Los lengualarga aseguran que María era una niña bien, de la pequeña burguesía dominicana y educada en el convento católico de Santa Cruz de Tenerife. Agregan que don Isidoro fue nombrado cónsul español en Belfast, Irlanda del Norte, donde se estableció con su familia.
Gran parte de esos datos son falsos y obedecen a reseñas publicitarias preparadas por ella para encandilar a los magnates de Hollywood; otras las inventaron los plumíferos a sueldo de la prensa farandulera, urgidos de presentar a María como si fuera una odalisca sacada de los libros de Emilio Salgari.
Esa noche en Río.
Una vez instalada en Nueva York consiguió salir en la portada de una revista; le pagaron $50, que en esos años no eran una chuchería.
Mientras llegaba su oportunidad decidió autopromocionarse como MMF, Make Montez Famous; también escribía cartas que enviaba a los productores, a cuenta de unos “fans” imaginarios.
El gran brinco lo pegó con el filme La Venus de la Selva; así se abrió la puerta a una serie de papeles en fantasías orientales o en islas paradisíacas, escasa de ropas para resaltar sus atractivos tropicales.
Cansada de interpretar a nativas en apuros se liberó de la esclavitud de los estudios y demandó a Universal Pictures, porque quitaron su nombre de un cartel promocional. Ganó el pleito y la compensaron con $250 mil; desbrozó la brecha para que las latinas fueran tratadas como profesionales en el cine y no como parte del decorado.
A los 31 años se casó con el actor francés Jean -Pierre Aumont; después de que el marido volvió de la guerra –tras unirse a las fuerzas francesas– la dejó embarazada de María Cristina, conocida después como Tina Aumont.
Cuando la matanza acabó la pareja se instaló en una casa en Suresnes, al oeste de París. Ahí actuó en varias produciones europeas, entre ellas Retrato de un asesino, junto con el polémico cineasta alemán Erich von Stroheim.
El reinado de María fue breve, pero sustancioso. Murió a los 39 años de una manera inverosímil; ella tenía la costumbre de bañarse con agua muy caliente, basada en la creencia de que así podía mantenerse delgada.
La noche del 7 de setiembre de 1951, mientras estaba en la bañera, se desmayó –algunos dicen que fue un infarto– y murió ahogada.
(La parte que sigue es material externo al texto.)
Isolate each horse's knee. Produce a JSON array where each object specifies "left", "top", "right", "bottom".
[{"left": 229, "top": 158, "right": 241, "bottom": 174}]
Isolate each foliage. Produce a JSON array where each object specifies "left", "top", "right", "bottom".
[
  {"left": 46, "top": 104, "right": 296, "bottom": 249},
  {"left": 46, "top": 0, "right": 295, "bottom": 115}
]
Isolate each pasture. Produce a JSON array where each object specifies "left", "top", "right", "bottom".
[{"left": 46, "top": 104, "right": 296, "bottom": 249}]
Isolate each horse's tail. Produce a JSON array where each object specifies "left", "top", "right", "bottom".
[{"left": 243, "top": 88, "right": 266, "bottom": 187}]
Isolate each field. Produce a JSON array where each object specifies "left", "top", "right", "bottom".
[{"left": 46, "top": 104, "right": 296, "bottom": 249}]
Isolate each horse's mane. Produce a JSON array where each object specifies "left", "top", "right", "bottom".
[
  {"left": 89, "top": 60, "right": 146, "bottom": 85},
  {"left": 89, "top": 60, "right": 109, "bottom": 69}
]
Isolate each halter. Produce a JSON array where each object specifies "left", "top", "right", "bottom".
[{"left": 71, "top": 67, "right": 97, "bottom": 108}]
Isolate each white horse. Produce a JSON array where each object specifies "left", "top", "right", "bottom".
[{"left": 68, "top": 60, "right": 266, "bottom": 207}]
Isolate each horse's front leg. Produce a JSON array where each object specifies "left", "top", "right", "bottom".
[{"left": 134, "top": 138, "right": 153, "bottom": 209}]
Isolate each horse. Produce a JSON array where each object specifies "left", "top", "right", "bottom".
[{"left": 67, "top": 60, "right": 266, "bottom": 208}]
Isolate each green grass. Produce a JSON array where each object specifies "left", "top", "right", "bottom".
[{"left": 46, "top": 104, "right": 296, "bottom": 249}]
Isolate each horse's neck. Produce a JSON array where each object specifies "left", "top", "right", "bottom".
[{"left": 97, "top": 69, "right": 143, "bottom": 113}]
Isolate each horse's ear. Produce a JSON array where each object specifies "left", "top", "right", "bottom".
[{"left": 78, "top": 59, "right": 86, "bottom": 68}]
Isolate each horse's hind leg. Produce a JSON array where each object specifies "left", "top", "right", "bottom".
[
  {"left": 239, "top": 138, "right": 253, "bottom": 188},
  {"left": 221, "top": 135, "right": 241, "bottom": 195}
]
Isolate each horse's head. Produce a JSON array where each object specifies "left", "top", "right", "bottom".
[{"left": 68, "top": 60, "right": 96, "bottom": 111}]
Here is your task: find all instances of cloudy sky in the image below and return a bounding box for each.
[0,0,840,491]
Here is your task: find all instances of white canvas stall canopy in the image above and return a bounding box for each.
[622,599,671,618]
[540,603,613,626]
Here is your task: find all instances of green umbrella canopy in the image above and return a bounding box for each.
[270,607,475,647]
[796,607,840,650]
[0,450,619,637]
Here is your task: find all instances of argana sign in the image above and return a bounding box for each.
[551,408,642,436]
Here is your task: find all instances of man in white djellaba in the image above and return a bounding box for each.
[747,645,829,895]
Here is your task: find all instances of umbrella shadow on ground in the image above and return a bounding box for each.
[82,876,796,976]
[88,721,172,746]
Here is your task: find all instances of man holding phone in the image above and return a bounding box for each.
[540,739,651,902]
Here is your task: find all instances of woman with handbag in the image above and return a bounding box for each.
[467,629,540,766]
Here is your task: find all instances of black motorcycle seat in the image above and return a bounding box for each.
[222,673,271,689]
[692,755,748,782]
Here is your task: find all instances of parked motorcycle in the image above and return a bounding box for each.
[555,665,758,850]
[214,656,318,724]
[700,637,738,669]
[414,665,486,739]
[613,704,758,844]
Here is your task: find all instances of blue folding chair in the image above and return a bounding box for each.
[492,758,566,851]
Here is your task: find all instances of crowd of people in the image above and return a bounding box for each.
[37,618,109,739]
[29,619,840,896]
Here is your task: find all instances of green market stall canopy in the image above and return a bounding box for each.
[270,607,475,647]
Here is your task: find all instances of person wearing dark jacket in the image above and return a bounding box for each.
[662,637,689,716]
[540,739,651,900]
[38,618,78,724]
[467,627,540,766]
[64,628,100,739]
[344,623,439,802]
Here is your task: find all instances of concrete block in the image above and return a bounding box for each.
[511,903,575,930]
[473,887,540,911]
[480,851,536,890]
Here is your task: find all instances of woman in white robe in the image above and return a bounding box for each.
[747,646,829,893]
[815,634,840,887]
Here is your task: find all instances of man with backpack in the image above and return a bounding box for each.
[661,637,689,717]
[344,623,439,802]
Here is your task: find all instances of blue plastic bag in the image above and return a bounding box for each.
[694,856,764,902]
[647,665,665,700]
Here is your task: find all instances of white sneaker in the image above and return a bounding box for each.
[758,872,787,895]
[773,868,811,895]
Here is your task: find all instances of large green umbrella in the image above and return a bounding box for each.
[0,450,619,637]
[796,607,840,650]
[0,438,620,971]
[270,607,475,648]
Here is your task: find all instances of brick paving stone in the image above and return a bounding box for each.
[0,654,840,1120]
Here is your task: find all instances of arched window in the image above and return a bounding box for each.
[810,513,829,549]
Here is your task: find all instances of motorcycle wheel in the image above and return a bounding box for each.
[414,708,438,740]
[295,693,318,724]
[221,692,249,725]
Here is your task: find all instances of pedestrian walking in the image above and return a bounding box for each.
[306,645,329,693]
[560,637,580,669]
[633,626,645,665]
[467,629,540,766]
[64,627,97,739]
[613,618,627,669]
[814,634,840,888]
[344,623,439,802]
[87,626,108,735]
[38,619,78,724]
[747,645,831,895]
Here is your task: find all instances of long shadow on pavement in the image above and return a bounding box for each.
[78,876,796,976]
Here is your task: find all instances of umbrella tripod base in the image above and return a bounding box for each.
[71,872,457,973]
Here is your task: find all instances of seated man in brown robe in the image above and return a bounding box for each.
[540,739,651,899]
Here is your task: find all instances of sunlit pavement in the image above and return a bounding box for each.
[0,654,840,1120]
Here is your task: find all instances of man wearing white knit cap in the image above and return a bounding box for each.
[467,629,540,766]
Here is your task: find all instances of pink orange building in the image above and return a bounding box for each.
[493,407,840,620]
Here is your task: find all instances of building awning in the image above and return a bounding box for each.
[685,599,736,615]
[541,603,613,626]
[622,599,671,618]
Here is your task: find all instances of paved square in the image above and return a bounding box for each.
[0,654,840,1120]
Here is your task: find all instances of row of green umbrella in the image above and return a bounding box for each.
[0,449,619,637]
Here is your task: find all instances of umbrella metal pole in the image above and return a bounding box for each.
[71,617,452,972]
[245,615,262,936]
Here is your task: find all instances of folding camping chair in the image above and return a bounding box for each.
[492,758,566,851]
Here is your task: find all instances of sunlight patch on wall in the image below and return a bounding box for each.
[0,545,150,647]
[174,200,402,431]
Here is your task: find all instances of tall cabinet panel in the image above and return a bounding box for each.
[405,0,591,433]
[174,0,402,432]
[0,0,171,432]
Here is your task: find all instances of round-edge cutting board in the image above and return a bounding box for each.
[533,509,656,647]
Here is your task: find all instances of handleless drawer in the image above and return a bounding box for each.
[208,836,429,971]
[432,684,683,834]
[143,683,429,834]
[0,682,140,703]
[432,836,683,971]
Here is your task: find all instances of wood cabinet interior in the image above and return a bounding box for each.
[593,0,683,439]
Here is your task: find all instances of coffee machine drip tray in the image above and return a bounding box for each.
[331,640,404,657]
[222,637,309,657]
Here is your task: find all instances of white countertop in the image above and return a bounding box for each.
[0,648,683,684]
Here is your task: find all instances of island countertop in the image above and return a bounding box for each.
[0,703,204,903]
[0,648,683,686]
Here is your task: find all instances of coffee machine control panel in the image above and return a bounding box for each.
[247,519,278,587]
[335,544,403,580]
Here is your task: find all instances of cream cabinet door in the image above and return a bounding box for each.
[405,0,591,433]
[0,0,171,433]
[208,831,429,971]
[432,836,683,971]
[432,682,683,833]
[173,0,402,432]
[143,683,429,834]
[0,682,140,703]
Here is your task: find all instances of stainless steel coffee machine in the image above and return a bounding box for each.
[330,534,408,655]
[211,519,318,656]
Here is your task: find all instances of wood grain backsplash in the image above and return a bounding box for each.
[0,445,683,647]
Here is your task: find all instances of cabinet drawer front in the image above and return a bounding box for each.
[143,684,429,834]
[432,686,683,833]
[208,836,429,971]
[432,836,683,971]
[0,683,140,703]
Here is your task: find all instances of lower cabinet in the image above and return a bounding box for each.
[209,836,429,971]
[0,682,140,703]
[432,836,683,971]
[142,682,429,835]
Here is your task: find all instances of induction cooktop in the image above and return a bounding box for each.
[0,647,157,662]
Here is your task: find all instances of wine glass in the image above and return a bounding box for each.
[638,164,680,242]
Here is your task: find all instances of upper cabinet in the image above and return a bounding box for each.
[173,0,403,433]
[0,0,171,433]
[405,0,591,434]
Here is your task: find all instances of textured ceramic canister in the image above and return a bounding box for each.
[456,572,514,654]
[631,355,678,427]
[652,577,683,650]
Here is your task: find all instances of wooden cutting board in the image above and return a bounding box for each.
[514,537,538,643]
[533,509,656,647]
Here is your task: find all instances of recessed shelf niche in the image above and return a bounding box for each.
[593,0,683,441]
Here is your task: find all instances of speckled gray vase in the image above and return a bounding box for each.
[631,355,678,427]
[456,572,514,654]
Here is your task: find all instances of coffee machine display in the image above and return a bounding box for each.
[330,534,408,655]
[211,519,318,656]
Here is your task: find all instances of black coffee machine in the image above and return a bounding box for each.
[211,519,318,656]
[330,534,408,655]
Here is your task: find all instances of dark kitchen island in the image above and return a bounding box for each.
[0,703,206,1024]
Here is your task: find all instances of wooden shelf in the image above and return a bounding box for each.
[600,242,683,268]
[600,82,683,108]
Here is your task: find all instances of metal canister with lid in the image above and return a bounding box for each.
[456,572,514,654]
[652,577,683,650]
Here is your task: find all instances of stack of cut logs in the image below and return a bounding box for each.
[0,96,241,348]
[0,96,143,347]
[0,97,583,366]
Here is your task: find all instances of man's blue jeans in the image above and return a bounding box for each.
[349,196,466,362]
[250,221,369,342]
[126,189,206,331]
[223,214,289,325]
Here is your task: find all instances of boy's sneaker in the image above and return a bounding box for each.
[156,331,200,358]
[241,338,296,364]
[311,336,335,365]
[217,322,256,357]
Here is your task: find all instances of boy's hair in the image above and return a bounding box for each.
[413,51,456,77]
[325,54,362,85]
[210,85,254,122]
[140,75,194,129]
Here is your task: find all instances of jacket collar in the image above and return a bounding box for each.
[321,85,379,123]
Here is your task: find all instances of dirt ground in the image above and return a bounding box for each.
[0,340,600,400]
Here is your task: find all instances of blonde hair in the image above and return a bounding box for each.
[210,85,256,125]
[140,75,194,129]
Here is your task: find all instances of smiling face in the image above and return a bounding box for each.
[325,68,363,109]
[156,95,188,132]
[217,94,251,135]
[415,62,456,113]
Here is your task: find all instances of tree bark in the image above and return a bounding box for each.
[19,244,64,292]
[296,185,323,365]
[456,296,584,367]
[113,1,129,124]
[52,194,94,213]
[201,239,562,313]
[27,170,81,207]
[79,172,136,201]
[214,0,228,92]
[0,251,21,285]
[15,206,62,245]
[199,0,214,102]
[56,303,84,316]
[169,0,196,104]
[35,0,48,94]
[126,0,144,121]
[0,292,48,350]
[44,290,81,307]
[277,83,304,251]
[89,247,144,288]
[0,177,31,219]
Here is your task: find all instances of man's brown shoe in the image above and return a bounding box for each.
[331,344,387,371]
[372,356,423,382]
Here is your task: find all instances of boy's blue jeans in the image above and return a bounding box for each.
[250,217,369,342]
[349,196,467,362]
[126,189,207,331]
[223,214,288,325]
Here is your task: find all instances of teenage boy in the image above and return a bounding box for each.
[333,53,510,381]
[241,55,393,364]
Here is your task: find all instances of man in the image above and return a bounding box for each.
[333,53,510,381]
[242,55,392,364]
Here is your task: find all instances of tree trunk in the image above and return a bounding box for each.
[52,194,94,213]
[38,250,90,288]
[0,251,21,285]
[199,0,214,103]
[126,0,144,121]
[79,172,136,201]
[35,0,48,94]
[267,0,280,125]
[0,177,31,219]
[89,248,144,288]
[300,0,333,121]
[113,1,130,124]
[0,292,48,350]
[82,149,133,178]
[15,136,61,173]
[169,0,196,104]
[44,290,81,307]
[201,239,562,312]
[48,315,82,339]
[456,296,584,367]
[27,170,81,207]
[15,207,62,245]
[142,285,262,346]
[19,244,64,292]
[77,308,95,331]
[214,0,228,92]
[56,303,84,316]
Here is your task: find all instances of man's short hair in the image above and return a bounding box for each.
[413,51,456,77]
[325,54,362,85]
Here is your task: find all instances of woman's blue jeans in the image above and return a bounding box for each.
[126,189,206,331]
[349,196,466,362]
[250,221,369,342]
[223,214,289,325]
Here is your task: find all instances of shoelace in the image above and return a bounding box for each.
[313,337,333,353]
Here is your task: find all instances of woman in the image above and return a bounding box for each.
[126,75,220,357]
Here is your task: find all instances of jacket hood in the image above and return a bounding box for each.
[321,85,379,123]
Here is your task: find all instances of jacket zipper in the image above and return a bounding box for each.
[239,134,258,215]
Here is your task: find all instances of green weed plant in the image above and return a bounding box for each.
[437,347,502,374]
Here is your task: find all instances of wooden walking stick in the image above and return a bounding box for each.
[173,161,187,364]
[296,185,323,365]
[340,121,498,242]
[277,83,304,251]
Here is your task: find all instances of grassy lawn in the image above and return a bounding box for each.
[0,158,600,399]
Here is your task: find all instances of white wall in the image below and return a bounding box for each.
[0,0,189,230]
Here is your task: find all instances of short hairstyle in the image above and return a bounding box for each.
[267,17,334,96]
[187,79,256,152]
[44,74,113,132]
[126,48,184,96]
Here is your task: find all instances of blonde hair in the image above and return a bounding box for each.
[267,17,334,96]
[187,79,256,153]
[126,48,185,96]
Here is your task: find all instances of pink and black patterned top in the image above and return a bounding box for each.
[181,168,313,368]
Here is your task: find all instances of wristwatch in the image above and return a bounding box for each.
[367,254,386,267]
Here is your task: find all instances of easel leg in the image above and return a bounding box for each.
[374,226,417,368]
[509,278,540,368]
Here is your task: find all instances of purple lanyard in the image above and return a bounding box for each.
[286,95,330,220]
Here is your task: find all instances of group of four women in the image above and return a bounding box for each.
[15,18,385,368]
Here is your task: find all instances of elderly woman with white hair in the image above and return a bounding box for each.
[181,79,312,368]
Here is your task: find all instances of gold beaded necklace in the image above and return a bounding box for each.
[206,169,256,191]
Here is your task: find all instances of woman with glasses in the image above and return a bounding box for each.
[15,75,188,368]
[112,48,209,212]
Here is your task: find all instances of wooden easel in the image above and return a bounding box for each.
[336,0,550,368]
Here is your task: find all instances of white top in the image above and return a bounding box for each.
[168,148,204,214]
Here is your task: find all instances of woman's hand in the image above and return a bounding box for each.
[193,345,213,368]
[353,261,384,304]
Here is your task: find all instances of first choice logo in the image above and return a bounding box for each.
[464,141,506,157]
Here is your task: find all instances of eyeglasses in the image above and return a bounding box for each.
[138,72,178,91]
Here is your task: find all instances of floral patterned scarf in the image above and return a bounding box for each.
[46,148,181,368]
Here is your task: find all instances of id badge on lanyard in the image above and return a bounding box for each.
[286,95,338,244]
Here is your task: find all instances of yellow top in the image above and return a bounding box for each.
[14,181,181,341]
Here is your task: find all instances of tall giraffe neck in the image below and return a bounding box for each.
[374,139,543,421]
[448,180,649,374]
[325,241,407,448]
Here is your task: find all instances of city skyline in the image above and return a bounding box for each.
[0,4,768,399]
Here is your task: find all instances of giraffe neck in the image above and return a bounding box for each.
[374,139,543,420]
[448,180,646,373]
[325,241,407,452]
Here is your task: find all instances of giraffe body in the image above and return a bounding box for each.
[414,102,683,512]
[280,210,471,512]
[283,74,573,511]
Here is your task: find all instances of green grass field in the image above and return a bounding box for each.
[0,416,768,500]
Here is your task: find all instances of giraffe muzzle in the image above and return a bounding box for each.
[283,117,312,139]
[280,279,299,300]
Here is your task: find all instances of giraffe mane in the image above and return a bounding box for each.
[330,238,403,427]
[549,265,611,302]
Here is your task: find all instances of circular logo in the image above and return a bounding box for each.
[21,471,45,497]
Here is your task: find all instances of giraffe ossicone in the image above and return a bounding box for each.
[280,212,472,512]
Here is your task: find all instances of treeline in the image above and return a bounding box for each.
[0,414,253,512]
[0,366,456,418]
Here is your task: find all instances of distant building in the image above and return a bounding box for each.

Adita, su hermana, la encontró sumergida pero no pudo reanimarla.
Fue una muerte romántica para cerrar la fugaz historia de aquella niña que en su natal Barahona –en República Dominicana– jugaba al cine con una sábana blanca y una lámpara a gas.
La otra María.
El talento de María Montez también se desplegó en la literatura. Escribió tres libros: Forever is a long time; Hollywood wolves I have tamed y Reunion in Lilith. De esos solo dos fueron publicados.
Se dedicó a la poesía y su obra Crepúsculo ganó el premio de la Asociación Los Manuscritos; incluso compuso las canciones Doliente y Midnight Memories .
En vida recibió bastante homenajes. Un aeropuerto lleva su nombre, una calle y una línea del metro en Santo Domingo, República Dominicana; todo debido a la impresionante admiración que alcanzó.